Schlafstörung

Schlafstörungen können sehr vielfältige Ursachen haben. Die Medizin unterscheidet grundsätzlich zwischen Einschlafstörungen und Durchschlafstörungen. Von Laien werden Schlafstörungen oft mit psychischen Problemen in Verbindung gebracht. Häufig, vor allem bei schwerwiegender Erkrankung, sind jedoch physische Probleme wie die im nächsten Absatz beschriebene schlafbezogene Atmungsstörung die Ursache.
Bei der schlafbezogenen Atmungsstörung kommt es zu einem kompletten oder teilweisen Verschluss der Atemwege im Schlaf. Damit man dabei nicht erstickt löst der Körper eine Weckreaktion aus. Diese Weckreaktionen bleiben für den Patienten meist unbemerkt, unterbinden aber einen gesunden, normalen Schlaf, wenn sie häufiger auftreten. Die Folge ist, dass sich der Betroffene unausgeschlafen fühlt, weil sich der Körper nicht mehr ausreichend erholen kann.

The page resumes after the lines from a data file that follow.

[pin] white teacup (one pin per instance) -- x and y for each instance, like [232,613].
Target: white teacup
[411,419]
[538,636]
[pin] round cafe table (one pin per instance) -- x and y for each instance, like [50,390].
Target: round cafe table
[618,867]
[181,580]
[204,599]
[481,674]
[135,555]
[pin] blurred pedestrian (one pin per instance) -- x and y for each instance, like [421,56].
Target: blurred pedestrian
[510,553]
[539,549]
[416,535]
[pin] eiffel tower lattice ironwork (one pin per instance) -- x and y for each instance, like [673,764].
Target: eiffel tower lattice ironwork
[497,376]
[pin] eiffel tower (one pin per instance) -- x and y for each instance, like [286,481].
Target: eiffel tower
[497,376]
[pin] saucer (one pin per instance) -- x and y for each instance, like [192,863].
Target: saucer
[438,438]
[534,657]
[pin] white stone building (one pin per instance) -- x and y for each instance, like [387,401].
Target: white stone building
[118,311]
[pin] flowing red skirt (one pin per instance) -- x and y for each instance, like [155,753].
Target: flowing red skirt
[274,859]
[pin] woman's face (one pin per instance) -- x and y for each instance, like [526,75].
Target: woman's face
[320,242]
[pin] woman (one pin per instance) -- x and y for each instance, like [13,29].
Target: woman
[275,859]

Die Weckreaktionen sorgen aber dafür, dass der Betroffene wieder Luft holt. Dies passiert meist anhand einer tiefen Atmung begleitet von lautem Schnarchen. Damit kann dann wieder genügend Sauerstoff in das Blut kommen. Diese Vorgänge wiederholen sich in regelmäßigen Abständen.

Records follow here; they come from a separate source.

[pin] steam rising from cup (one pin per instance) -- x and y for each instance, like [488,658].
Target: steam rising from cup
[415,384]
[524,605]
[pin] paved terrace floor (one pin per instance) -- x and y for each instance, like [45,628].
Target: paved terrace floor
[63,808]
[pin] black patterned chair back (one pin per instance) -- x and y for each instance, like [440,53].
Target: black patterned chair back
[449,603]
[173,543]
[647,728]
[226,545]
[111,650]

Patienten mit einer schlafbezogenen Atmungsstörung sind dringend Therapiebedürftig. Auch wenn der Patient das Gefühl hat, dass er mit der einhergehenden Müdigkeit noch zurecht kommt. Neue wissenschaftliche Ergebnisse zeigen, dass das Risiko für Herz-Kreislauferkrankungen bei unbehandelten Personen deutlich höher ist. Folgen einer unbehandelten Schlafapnoe können so manchmal erst Jahre später, in Form von Herzinfarkten und Schlaganfällen, auftreten.